“Mom, Nick. Are you guys awake?”
Blurry eyed, I stumble down to the kitchen pulling my ratty house sweater on and I greet each of my overly awake children with a mumbled ‘Good morning.’
I make coffee through sleep infested eyes, then wander the house looking for my slippers. Found, I make my way to the garage to let the pup out to potty.
It’s colder than I thought and I stand shivering on the front porch while the pup takes her dear sweet time sniffing the skiff of snow that fell overnight.
I wander back inside and hear the cacophony of sound that is our home when the children are with us. I holler, “Who hasn’t had breakfast?”
There’s a clamoring of voices.
“Yes, I did!”
And so on and so forth until the stragglers come down to the kitchen and eat breakfast. My fuzzy-headed husband joins me at the breakfast table where we drink coffee through bleary eyes and answer inquiries such as, “Look at my picture. What do you think?”
And “Alex won’t let me play with the Halo dudes.”
And “Hey mom, can I do laundry?”
Then it’s a morning of organizing humans, doing last-minute laundry and packing. Because they are leaving us today.
There’s a solemness that falls over my husband and I as we prepare our children to leave us. As chaotic as it is to have a house packed full of humans and animals, it’s hard when they leave.
We finish off the morning with a few cleaning requests, more last-minute laundry, and packing checks. The children scurry off to go play or create more artwork or read and we settle in, all of us counting down until it’s time, though for very different reasons.
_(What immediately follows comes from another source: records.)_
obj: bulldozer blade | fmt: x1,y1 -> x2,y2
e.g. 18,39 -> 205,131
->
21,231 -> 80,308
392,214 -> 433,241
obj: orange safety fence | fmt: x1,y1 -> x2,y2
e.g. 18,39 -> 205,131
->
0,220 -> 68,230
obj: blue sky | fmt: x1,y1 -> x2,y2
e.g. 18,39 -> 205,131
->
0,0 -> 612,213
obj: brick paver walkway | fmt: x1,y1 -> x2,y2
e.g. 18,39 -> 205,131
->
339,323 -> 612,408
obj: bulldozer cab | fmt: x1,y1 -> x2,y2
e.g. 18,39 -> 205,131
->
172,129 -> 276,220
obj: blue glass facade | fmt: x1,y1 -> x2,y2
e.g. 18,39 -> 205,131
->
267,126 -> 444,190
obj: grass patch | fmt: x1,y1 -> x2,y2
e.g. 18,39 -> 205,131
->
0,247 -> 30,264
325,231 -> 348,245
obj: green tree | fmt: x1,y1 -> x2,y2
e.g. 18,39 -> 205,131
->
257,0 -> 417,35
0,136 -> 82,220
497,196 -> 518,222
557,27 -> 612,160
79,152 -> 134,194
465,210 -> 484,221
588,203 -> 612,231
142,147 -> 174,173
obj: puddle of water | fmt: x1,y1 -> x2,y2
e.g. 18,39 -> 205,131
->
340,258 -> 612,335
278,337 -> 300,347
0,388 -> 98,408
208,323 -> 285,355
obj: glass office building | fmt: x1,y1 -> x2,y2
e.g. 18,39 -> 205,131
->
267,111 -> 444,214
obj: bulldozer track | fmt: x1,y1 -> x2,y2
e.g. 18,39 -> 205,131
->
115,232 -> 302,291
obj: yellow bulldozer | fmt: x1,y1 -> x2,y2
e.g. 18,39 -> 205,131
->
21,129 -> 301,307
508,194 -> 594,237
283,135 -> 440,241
Lunch comes and goes. Laundry isn’t quite done. And suddenly it’s time. Children rush into the den, quickly hugging us and saying their goodbye’s. My squirrel, of course, is the last one out the door and I’ll have to send her clothes over later because they are still wet.
More hugs. Happy faces bouncing out the door.
And…quiet. Five kids are gone, two to go.
I bustle about, not able to sit still. There are a few things to be done, but the silence has already begun to settle in. We watch some cartoons. I fold laundry and then it’s time.
We bundle the children up and make the drive to drop them off with their mother. When Nick gets back in the car, we both sigh. Silence.
But it’s not until we get home that it really settles in. Gone is the noise and laughter. Gone are the fights and the calls for toilet paper. Gone are the gaggle of girls sitting at our table singing to the radio and giggling while creating masterpieces. Gone are the boys playing dinosaurs and our youngest’s contagious laughter.
The sound of silence is deafening.
So we snuggle each other and order some pizza. It’s not the same, but it’ll do.
And now we are counting down. Counting down until the silence disappears with the return of our children.